Pelas primeiras páginas parece-me que estou perante uma excelente obra, mas a ver vamos, porque com a primeira desilusão que tive com a autora, agora estou de pé atrás com O Caderno de Maya.

Sinopse

Um passado que a perseguia. Um futuro ainda por construir. E um caderno para escrever toda uma vida.

"Sou Maya Vidal, dezanove anos, sexo feminino, solteira, sem namorado por falta de oportunidade e não por esquisitice, nascida em Berkeley, Califórnia, com passaporte americano, temporariamente refugiada numa ilha no sul do mundo. Chamaram-me Maya porque a minha Nini adora a Índia e não ocorreu outro nome aos meus pais, embora tenham tido nove meses para pensar no assunto. Em hindi, Maya significa feitiço, ilusão, sonho, o que não tem nada a ver com o meu carácter. Átila teria sido mais apropriado, pois onde ponho o pé a erva não volta a crescer."

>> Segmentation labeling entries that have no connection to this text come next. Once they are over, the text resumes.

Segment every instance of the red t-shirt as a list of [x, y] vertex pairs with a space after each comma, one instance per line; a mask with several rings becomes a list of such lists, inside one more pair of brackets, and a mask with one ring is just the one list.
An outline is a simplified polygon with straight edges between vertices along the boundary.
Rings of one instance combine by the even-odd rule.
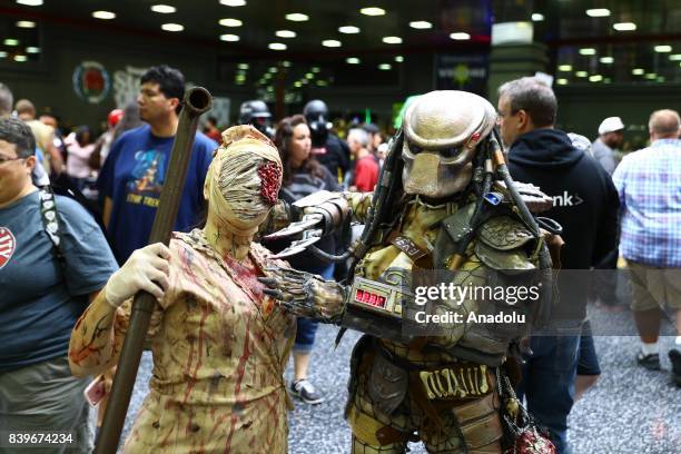
[[378, 164], [372, 155], [357, 160], [355, 164], [355, 186], [358, 191], [371, 193], [378, 182]]

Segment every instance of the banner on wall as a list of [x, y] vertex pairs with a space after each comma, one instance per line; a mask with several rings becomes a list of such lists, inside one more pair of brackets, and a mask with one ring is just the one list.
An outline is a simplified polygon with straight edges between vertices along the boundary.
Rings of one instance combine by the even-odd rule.
[[435, 56], [435, 86], [438, 90], [464, 90], [487, 95], [488, 60], [483, 53]]
[[111, 79], [98, 61], [82, 61], [73, 70], [73, 91], [86, 102], [99, 103], [111, 90]]
[[137, 99], [139, 80], [147, 68], [126, 67], [125, 70], [114, 72], [114, 100], [116, 106], [124, 108]]

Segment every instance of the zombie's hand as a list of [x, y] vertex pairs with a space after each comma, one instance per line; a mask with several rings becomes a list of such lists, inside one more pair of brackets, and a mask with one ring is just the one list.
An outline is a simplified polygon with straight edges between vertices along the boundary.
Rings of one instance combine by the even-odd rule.
[[290, 268], [266, 268], [267, 277], [258, 280], [268, 288], [265, 294], [275, 298], [288, 312], [324, 323], [337, 323], [345, 310], [345, 289], [322, 276]]
[[168, 288], [169, 259], [170, 250], [162, 243], [137, 249], [109, 278], [105, 287], [106, 302], [118, 307], [139, 290], [160, 299]]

Daqui a uns dias já contarei como correu esta experiência a três entre mim, a Maya e a dona Isabel!

Compras na Feira do Livro

LivrosEste ano, e acho que pela primeira vez, fui dois dias à Feira do Livro de Lisboa numa só edição, só que se num dos dias andei a fazer visita sem pensar em compras, pelo segundo comprei um quarteto literário no grupo Bertrand e não vim totalmente recheado do que queria.

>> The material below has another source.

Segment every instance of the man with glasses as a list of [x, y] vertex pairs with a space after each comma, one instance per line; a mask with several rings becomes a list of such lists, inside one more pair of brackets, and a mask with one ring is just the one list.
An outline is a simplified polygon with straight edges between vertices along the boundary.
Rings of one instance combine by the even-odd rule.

Como já tinha revelado, este ano pela feira não encontrei aqueles verdadeiros livros de que todos falam, que todos querem e que estão com um óptimo preço. A feira literária da nossa capital nesta sua edição de 2014 não está com a magia do costume e deixou-me algo desiludido com o pensamento que na maioria dos casos vale mais aproveitar os bons descontos e ofertas que as editoras lançam nos seus sites do que esperar por este evento para desgraçar a bolsa por mil e uma compras literárias!

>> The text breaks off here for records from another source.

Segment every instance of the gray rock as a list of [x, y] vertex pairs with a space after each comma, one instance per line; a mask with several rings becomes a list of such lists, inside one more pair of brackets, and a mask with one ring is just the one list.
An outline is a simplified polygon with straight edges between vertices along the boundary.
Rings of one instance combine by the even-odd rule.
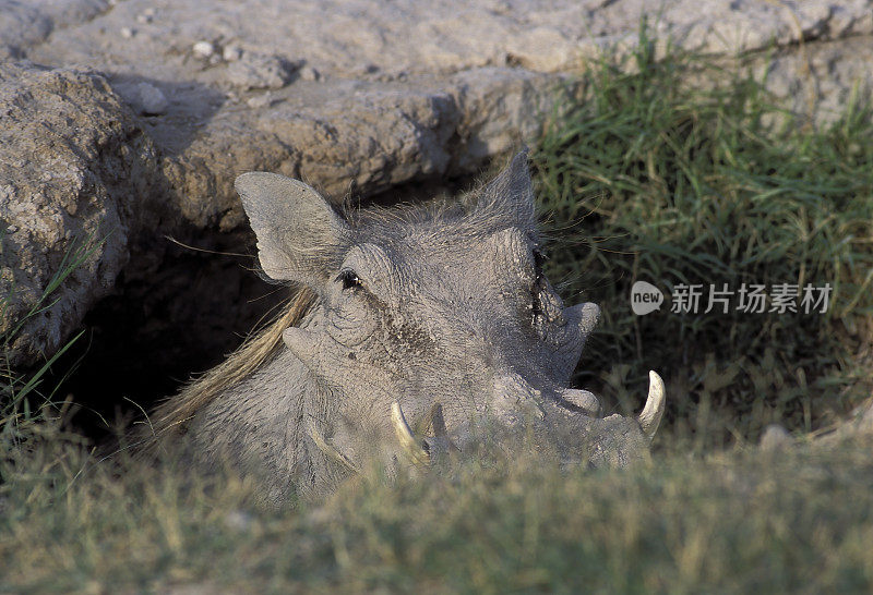
[[295, 70], [278, 56], [247, 51], [227, 66], [227, 78], [243, 89], [278, 89], [291, 81]]
[[[0, 58], [89, 64], [160, 113], [143, 125], [172, 209], [145, 229], [228, 232], [244, 220], [232, 180], [247, 170], [335, 201], [480, 171], [535, 142], [564, 73], [630, 51], [645, 14], [661, 39], [744, 52], [797, 109], [826, 113], [856, 81], [870, 88], [871, 0], [0, 0]], [[195, 59], [202, 40], [213, 51]], [[141, 83], [172, 101], [144, 108]]]
[[[115, 283], [128, 259], [137, 191], [155, 156], [129, 111], [93, 71], [0, 64], [0, 332], [31, 317], [14, 366], [51, 355]], [[137, 187], [140, 186], [140, 187]], [[63, 263], [82, 263], [40, 303]]]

Mas falando nos quatro livros que trouxe para casa! Três já são de autores conhecidos por estes lados e o outro é algo completamente novo para mim! Começando pela novidade que tem como autora Elizabeth Gilbert, Comer, Orar, Amar já foi bem comentado por diversas pessoas, já andou pelos tops de vendas quando saiu em Portugal e é um sucesso mundial. Já o queria ter comprado na altura em que todos falavam de si, mas fui deixando passar e agora consegui tê-lo comigo por metade do preço. Falando nas restantes compras... Isabel Allende, a autora de Casa dos Espíritos que todos elogiam e que foi um dos piores livros que já tive como companhia, volta agora a ser a minha escolha! A primeira experiência com a Isabel não correu bem, mas acredito que desta vez vou ficar conquistado e que O Caderno de Maya vai ser uma obra reveladora e que me fará ficar fã da sua autora! Daniel Silva para mim já dispensa apresentações! Gosto da sua escrita, da forma como conta e descreve os acontecimentos em torno dos mistérios que cria e é um dos meus autores preferidos, por isso ter agora comprado por metade do preço Morte em Viena, um dos seus trabalhos mais vendidos em Portugal! No final, a minha autora de romances preferida... Danielle Steel é das melhores do seu género e neste momento já li quase todos os seus livros lançados pelo nosso país, tendo chegado agora a vez de comprar Resgate.

Quatro autores, quatro estilos diferentes, duas visitas à feira, duas boas companhias pelas compras e várias horas pela frente de leitura! Queria ter tempo para ler estes quatro livros e os que já tenho à espera há várias semanas, mas não consigo esticar para todo o lado, infelizmente! No entanto prometo que me irei dedicar mais à leitura como antes acontecia, porque esta calma literária por aqui não pode permanecer por muito mais tempo!